In the last two decades, eddies, fronts and filaments have emerged as key contributors for the ocean dynamics and biogeochemical cycles. These processes are characterized by spatial scales of 100 to 10 of Km and temporal scales from days to weeks, the so-called (sub)mesoscale. Due to their localized and ephemeral nature (sub)mesoscale dynamics still represent an observational challenge, and its direct investigation requires the integration of multiple platform of observations. I will present examples from two recent field campaigns (KEOPS2, Southern Indian ocean, November 2011; Latex10 campaign, Northwestern Mediterranean, September 2010) during which remote sensing and in-situ observations have been combined together in novel approaches which allowed the successful investigation of physical and biogeochemical processes associated with ocean (sub)mesoscale.

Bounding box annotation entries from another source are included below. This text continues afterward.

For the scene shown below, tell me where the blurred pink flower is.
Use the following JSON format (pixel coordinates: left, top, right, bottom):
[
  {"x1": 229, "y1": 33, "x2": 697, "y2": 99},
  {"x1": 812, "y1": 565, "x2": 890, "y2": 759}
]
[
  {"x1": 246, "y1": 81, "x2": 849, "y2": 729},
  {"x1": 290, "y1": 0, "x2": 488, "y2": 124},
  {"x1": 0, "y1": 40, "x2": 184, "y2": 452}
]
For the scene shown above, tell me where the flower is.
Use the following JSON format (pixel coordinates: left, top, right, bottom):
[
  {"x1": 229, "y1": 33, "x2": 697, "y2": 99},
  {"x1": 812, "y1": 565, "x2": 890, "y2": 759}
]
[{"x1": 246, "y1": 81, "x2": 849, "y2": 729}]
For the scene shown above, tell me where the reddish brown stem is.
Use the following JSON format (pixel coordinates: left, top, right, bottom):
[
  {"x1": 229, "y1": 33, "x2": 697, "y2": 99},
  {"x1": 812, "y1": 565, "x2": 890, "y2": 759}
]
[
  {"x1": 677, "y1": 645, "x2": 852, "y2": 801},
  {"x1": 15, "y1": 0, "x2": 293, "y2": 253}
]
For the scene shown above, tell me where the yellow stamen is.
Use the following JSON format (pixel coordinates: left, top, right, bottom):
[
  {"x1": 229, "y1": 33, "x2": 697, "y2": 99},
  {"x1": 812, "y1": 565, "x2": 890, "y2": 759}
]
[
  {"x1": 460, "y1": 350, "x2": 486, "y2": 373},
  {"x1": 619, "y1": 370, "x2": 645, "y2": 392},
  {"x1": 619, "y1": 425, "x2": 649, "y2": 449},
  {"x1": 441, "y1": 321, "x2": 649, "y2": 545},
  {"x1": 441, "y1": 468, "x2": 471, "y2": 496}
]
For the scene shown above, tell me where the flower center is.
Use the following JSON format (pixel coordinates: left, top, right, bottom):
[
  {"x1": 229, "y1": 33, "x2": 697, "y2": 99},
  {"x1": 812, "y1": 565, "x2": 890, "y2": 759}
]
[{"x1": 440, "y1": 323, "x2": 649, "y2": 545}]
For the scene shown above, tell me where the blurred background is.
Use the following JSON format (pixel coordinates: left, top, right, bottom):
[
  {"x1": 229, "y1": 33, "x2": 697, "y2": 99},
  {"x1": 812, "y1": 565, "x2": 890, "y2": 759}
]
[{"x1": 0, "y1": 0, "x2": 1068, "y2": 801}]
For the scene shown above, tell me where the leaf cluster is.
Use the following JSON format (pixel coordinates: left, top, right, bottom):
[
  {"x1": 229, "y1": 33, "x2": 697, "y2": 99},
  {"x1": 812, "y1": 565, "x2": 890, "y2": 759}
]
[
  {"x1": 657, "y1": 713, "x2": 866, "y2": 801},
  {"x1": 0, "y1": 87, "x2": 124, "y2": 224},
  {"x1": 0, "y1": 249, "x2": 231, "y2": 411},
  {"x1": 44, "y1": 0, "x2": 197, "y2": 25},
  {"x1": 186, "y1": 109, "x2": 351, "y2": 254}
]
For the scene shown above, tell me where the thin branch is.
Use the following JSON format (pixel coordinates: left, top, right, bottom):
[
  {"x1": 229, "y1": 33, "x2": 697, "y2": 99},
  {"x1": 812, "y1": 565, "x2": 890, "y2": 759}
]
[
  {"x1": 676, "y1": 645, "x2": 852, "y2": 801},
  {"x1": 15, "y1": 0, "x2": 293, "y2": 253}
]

Francesco Nencioli I obtained my B.S. from the University of Bologna (Italy) in 2004 ,and my PhD in marine sciences from UC Santa Barbara (USA) in 2010. After 5 years in France (Marseille and Brest), since 2015 I am a marine earth observation scientist at the Plymouth Marine Laboratory (UK). Through the years my research has focused on the analysis of physical dynamics and biogeochemical interactions at the (sub)mesoscale from in situ observations, remote sensing data and numerical models results.